A narrativa é guiada de forma não linear, com o filme começando em seu desfecho, com Carlos deixando Luciana (Eva Wilma) e indo embora de casa. A montagem aos poucos revela o quebra-cabeças de como o protagonista chegou àquele ponto: a relação com suas amantes, a amizade com o patrão, seu casamento e emprego, tudo isso mostrado fora de ordem. Essa estrutura temporal desordenada transfere a sensação de deslocamento de Carlos para o espectador, dando-nos um gosto de sua agonia em meio à metrópole. A ideia de tempo é reforçada com a intensa ânsia que o protagonista tem por recomeços.

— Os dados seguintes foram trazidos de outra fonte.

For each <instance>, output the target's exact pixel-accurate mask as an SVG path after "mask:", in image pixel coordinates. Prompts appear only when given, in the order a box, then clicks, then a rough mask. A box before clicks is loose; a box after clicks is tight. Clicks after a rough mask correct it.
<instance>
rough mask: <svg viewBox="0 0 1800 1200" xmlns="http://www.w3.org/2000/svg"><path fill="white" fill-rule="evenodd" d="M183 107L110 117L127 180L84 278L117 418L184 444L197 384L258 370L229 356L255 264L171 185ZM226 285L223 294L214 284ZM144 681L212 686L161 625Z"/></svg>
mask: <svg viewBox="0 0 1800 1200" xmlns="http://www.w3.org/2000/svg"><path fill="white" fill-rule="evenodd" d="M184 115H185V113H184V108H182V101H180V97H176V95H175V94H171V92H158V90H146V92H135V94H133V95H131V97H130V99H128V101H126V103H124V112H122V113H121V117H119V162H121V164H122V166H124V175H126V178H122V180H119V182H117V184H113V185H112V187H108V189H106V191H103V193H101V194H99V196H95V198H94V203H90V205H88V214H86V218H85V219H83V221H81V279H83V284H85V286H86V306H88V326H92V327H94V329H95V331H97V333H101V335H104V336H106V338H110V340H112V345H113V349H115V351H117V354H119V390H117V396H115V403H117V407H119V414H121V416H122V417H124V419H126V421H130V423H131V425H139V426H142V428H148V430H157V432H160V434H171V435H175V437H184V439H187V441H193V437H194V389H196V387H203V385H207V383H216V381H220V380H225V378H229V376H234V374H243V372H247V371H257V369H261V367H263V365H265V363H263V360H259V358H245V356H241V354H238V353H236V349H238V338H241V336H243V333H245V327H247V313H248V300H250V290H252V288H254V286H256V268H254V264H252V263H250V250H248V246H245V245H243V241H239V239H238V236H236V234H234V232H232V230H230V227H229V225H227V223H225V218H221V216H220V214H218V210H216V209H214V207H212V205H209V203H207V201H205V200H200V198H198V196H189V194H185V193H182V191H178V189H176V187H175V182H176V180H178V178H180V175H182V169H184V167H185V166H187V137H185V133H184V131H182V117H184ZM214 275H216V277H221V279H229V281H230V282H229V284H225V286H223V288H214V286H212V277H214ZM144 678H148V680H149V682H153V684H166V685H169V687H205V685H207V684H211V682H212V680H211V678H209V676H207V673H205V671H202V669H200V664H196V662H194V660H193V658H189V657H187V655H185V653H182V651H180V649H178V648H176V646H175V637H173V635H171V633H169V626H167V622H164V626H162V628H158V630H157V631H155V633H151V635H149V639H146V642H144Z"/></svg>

“Mil vezes recomeçar... Recomeçar de novo, recomeçar sempre. Esquecer Ana. Apagar Luciana. Lembrar-se das cinquenta obrigações diárias do trabalho. Recomeçar. Recomeçar. Aceitar.”
O recomeço em questão é a sensação de que tudo o que se viveu não vale nada; o desespero de ter consciência de que o tempo se perdeu. A montagem traz a amargura de um tempo tão agonizante que sua ordem sequer faz diferença. Dessa forma, a aflição continua, tanto para o protagonista quanto para o espectador.
Uma das cenas mais impactantes da história é quando Carlos visita Hilda (Ana Esmeralda), sua antiga amante, e percebe que, ao voltar para São Paulo, sua sanidade é perdida - o peso dessa cena é maior por já sabermos previamente seu fim. Hilda tira a própria vida, mas antes conversa com Carlos sobre como achava que sair de São Paulo seria um recomeço em sua vida, e no fim ela sempre acaba voltando à cidade. São Paulo é poeticamente retratada como um lugar amaldiçoado, bem mais do que um espaço, é um personagem.
São Paulo aqui não ocupa o cargo de simples personagem, mas de antagonista da história. O conceito de retratar o espaço como “vilão” remete muito à Limite (Mario Peixoto, 1931), um grande clássico do cinema nacional que reflete o antagonismo do espaço sob as lentes de Edgar Brazil. A obra de Peixoto mostra a natureza selvagem como ênfase do sofrimento de seus personagens, onde as águas e o vento forte transmitem a agonia desses indivíduos que, à deriva, já desistiram de remar, pois viver nesse mundo havia se tornado insuportável.
Limite (Mário Peixoto, 1931)
Já em São Paulo, Sociedade Anônima, o desespero é retratado com a cidade grande em processo de modernização avassalador. A fotografia de Ricardo Aronovich contrasta a beleza dos grandes prédios e avenidas ao sistema que oprime a classe operária na ascensão de uma indústria que tende a explorá-la cada vez mais. Morar em São Paulo reflete a angústia de sempre estar sob a sombra desse sistema, por mais que Carlos recorra à distração do trabalho e ao casamento como refúgio, chega um ponto em que não há mais como mascarar o fardo de sua existência. Os prédios, carros, pessoas nas ruas e nas indústrias, são pequenos elementos que se unem até atingirem o limite do protagonista, até ele perceber que não há escapatória dessa dor.
“Pessoal e intransferível.”
Hilda (Ana Esmeralda) contempla São Paulo, em agonia.
O filme termina com a conclusão de que o recomeço é só uma das grandes ilusões que o ser humano cria para enganar a si mesmo. Para se permitir ter esperança em um futuro (como quando o patrão de Carlos diz que sempre acreditou no Brasil). Aqui o tempo já não importa e o espaço nos adoece. Luiz Sérgio Person traz uma visão moderna de como a existência em um sistema capitalista sufoca nossa sociedade em prol do “grande avanço econômico do país”. Trazer o maior polo de hegemonia cultural e econômica como alegoria a essa estrutura é o que torna esse filme tão belo. Honestamente, nunca pensei que fosse usar um adjetivo de beleza para falar de São Paulo.